Ane Alencar, diretora de Ciência do Instituto de Pesquisa Ambiental da Amazônia (IPAM), alertou que essa medida também pode prejudicar os produtores rurais na hora de comercializar seus produtos a nível internacional. “O Código Florestal oferece um respaldo que valoriza os produtores que buscam regularização ambiental. Ao comprometer seus fundamentos, afeta-se a reputação desses produtores”, ressaltou.
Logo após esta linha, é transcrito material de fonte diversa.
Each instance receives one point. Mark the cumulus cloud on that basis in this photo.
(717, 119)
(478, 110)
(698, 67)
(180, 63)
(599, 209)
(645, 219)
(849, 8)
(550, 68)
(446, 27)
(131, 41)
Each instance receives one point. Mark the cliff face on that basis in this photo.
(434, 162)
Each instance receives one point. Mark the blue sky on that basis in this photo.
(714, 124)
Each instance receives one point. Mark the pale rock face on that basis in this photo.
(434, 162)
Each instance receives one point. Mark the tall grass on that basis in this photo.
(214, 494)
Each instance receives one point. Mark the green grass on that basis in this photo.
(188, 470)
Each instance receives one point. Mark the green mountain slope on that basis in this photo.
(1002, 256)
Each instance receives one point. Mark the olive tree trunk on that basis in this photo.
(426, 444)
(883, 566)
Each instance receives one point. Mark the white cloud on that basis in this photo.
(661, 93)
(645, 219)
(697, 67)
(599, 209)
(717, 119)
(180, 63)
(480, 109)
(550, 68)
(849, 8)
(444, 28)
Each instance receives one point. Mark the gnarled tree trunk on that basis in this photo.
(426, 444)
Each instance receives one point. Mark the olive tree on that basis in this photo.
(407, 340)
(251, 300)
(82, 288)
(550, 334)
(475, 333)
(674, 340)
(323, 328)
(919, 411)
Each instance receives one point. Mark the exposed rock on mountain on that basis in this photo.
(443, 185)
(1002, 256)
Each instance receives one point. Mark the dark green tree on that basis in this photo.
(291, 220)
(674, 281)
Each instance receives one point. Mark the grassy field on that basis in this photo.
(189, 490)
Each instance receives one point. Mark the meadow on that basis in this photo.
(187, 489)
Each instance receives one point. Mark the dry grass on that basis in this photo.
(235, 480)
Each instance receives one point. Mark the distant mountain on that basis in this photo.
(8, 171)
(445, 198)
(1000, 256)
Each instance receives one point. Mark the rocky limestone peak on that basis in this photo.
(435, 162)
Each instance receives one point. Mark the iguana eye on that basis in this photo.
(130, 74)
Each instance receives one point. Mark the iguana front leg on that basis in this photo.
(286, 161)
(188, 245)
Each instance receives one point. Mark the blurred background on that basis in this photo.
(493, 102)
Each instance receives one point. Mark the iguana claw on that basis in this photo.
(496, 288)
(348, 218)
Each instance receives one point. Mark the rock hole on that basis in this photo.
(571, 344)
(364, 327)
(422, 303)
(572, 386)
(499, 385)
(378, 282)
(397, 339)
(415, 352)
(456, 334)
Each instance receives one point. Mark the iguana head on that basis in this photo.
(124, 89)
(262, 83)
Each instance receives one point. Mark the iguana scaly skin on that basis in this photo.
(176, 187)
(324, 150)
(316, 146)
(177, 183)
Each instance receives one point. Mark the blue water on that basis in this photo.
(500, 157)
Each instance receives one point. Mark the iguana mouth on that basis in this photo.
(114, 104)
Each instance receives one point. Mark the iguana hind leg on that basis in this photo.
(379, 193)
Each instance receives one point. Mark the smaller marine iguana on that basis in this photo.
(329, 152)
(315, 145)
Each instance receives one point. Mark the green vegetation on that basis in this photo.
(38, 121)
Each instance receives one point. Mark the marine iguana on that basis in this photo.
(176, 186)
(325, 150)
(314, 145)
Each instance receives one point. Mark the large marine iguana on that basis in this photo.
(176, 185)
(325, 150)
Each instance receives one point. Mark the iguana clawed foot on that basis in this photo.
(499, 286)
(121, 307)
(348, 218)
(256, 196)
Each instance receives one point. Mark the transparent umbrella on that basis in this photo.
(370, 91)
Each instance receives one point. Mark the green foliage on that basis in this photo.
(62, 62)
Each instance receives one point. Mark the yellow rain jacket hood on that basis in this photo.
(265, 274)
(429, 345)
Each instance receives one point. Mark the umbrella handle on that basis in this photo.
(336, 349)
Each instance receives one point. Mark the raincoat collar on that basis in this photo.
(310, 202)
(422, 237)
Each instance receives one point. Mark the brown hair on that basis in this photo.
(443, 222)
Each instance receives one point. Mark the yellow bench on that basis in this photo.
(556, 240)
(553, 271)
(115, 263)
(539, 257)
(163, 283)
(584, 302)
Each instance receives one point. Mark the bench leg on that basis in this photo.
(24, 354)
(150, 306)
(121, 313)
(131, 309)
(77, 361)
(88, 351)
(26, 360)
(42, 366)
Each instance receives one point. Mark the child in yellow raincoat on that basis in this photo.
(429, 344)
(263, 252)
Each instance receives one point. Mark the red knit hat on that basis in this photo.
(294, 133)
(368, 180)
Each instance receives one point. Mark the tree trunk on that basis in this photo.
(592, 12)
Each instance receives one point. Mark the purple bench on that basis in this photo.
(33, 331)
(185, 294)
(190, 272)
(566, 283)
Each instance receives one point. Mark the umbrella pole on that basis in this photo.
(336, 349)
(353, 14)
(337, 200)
Colheita de soja no Cerrado
Colheita de soja no Cerrado. Foto: Pixabay

A legislação aprovada, segundo Alice, pode inviabilizar políticas públicas que favorecem a redução do desmatamento no país e impactar negativamente uma parte da população que poderia se beneficiar de iniciativas como o Mercado de Carbono. “Embora a votação tenha sido relativamente equilibrada, com 15 votos a favor e 8 contra, temos esperança de que o governador veto essa lei, já que ela compromete a possibilidade de crédito de carbono em grande parte do estado”, finalizou.

As pesquisadoras concordam em que as ações adotadas pela Assembleia Legislativa de Mato Grosso, tidas como antiambientais, refletem uma resposta ao êxito de políticas nacionais que já demonstram avanços no combate às mudanças climáticas. “Essa postura sugere um negacionismo ambiental, já que 46% das emissões de gases de efeito estufa no Brasil provêm de alterações no uso da terra, principalmente do desmatamento; então, ao aprovar uma lei como a do PLC18, estamos contribuindo para o aumento das emissões de gases de efeito estufa”, conclui Suely.

Contraste entre plantação de soja e terra indígena
Contraste entre uma plantação de soja e terra indígena. Foto: Kamikia Kisedje

Por meio de uma nota, o governo do estado informou que os deputados estaduais aprovaram um substitutivo integral à proposta original, elaborada pelo deputado Nininho, sem conexão com o texto apresentado pelo governo. A nota acrescenta que o projeto aprovado ainda está em fase de análise técnica e jurídica e não há previsão de sanção pelo governador.